The preview I did for Mtubatuba can be found here, but I’ll reproduce most of the info so you don’t have to flip back and forth.
The municipality is in KwaZulu-Natal. Here’s a map of the region (province in green, district in yellow), municipality in red):
The municipality is in the Umkhanyakude district, in the north-east of the KwaZulu-Natal province. The municipality absorbed a number of wards from Hlabisa, to the west, after the 2011 municipal elections.
There are 19 wards in the municipality. After the 2011 municipal elections the ANC controlled 10 wards and the IFP controlled 9.
With a majority of 20 seats needed in the 38-seat council, there was no outright winner in the municipality after the 2011 elections, and the ANC formed a coalition with the NFP:
There were only three parties (ANC, IFP, NFP) contesting the 2011 elections but six parties competed on May 6 in the by-elections and all six won representation in the municipal council. (We’ll look at what that might mean for coalition politics)
The ward vote is hotly contested and about half of the wards were possible swing wards in the by-elections.
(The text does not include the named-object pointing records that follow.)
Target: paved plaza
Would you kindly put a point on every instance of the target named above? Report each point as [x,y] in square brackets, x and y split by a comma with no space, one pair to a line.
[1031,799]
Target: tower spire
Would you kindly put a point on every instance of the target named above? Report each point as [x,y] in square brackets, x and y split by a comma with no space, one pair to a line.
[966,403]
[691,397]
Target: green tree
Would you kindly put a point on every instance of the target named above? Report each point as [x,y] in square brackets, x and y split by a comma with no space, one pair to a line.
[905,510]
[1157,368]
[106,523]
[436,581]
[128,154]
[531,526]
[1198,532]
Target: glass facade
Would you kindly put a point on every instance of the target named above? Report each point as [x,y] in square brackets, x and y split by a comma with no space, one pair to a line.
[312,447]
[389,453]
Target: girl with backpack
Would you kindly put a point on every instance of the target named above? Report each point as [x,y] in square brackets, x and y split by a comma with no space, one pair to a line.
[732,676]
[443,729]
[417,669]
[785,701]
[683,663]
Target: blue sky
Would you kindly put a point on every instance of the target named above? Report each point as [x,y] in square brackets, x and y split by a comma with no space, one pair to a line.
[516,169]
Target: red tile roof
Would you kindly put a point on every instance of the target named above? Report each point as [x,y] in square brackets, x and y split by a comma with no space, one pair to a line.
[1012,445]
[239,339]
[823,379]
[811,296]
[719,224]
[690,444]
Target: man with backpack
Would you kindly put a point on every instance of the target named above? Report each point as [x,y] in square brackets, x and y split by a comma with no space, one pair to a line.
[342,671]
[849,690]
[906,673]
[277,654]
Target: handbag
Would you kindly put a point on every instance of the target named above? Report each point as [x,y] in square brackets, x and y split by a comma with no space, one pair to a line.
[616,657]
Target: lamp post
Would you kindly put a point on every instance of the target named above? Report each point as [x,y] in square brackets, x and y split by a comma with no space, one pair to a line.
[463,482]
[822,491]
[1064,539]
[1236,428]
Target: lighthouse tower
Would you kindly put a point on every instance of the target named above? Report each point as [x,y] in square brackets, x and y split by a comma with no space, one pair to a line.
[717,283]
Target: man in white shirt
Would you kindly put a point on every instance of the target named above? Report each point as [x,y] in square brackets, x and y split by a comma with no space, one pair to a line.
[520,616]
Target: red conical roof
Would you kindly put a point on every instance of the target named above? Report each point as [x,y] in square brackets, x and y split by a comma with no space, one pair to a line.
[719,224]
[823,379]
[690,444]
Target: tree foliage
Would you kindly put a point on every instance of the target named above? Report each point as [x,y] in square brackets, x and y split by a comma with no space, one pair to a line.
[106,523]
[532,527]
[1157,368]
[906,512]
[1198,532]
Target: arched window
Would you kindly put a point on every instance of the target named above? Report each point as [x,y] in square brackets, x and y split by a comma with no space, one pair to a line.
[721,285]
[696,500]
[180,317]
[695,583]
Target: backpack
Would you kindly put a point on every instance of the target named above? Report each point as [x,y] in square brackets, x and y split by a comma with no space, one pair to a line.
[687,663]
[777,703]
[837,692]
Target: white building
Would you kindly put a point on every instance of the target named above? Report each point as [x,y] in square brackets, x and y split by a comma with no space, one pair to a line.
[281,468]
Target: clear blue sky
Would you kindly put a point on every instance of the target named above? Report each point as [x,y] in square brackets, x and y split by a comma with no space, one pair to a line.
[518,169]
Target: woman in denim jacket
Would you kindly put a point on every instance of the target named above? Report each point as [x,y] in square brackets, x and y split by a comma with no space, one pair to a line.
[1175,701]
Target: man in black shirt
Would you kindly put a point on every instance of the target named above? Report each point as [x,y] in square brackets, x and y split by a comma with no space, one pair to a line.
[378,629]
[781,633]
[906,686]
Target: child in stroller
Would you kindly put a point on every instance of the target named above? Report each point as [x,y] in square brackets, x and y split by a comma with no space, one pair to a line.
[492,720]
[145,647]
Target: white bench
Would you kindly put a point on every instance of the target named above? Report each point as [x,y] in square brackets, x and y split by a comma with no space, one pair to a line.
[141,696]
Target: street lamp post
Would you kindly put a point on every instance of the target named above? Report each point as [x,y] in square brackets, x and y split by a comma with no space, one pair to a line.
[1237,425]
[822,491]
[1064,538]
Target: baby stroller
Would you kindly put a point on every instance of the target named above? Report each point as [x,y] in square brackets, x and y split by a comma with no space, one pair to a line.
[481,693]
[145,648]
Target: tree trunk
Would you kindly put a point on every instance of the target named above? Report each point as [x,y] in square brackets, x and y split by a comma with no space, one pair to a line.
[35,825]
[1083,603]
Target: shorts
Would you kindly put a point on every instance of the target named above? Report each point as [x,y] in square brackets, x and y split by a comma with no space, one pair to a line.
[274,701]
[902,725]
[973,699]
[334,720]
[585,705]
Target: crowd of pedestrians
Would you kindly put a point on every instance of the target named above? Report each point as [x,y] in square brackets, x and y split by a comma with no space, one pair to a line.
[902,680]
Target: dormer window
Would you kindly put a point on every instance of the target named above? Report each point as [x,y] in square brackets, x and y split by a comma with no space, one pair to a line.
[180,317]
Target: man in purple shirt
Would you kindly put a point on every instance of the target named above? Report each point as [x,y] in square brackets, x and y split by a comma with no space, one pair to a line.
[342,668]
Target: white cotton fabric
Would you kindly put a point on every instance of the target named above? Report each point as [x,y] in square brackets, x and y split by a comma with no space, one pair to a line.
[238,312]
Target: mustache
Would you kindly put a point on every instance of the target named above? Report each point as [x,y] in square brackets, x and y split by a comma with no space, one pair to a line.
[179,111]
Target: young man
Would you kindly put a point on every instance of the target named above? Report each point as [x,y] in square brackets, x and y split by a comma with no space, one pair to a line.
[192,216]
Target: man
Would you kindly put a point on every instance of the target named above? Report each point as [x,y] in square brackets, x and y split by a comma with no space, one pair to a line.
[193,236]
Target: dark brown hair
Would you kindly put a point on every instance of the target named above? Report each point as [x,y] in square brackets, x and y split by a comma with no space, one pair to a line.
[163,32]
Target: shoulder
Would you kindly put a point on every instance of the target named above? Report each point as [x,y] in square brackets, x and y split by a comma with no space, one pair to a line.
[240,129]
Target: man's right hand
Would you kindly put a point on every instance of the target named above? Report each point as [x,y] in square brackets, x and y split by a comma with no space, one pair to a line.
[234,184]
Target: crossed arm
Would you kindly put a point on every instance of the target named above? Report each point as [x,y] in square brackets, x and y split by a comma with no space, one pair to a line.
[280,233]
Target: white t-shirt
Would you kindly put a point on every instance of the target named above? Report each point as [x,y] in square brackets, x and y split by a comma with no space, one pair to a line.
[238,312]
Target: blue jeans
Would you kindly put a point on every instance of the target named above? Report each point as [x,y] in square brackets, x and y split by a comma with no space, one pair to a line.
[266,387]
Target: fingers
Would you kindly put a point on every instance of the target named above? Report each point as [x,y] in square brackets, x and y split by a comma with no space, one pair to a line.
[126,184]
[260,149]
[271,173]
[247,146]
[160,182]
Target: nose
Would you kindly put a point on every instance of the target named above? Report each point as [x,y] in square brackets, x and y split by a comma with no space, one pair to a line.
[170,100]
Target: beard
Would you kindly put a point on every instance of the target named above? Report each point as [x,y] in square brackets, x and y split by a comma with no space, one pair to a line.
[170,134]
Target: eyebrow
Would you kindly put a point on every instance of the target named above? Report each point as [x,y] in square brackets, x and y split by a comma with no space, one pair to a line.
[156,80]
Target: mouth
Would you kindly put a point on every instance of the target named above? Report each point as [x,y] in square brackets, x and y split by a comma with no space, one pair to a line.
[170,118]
When the dust had settled, the ANC had won three wards off the IFP and the IFP had won a ward off the ANC. The table below compares the 2011 election results with the 6 May by-election results:
The ANC won Wards 9, 10 and 11 from the IFP and the IFP won Ward 15 from the ANC, but the table shows that a number of other wards could have easily changed hands also. The vote remains divided in most wards: four wards were won with less than 50 per cent and another six wards were won with less than 55 per cent of the vote.
The maps below show how ward control has shifted between the 2011 elections and the recent by-elections:
Although the map on the right looks more tidy, with both the ANC and IFP now controlling contiguous blocks of wards, most of these wards are heavily contested and the maps could change again in the future. The western wards controlled by the IFP are on the border of Hlabisa, where the party is also strong.
That’s the story of the ward seats: 12 ANC, 7 IFP after the dust settled. The PR story was more complicated, with six parties competing, up from three. The final seat tally is in the table below:
The ANC improved its tally by two seats, the IFP held steady while the NFP lost five seats, The DA, African Independent Congress (AIC) and the EFF all won a PR seat.
In both elections no party emerged with a majority of the seats, and a coalition will need to be formed to govern the municipality.
The most likely coalition is a repeat of the ANC-NFP alliance, but that would not be without its challenges. The NFP has clearly taken a hit in these elections and many people believe that the party’s alliance with the ANC has resulted in the kiss of death at the polls. On the other hand, a weakened and vulnerable NFP might be easier for the ANC to boss around.
Another option is for the ANC to form a coalition with the AIC and the EFF, Allying with the AIC would be easier than getting the EFF onside. A third, even more hypothetical coalition would include all opposition parties (IFP, NFP, DA, AIC and EFF).
The ANC had a very good day at the polls but fell just short of a majority (or even of forcing a hung council). The ANC-NFP alliance is likely to keep chugging along until at least next year’s municipal elections.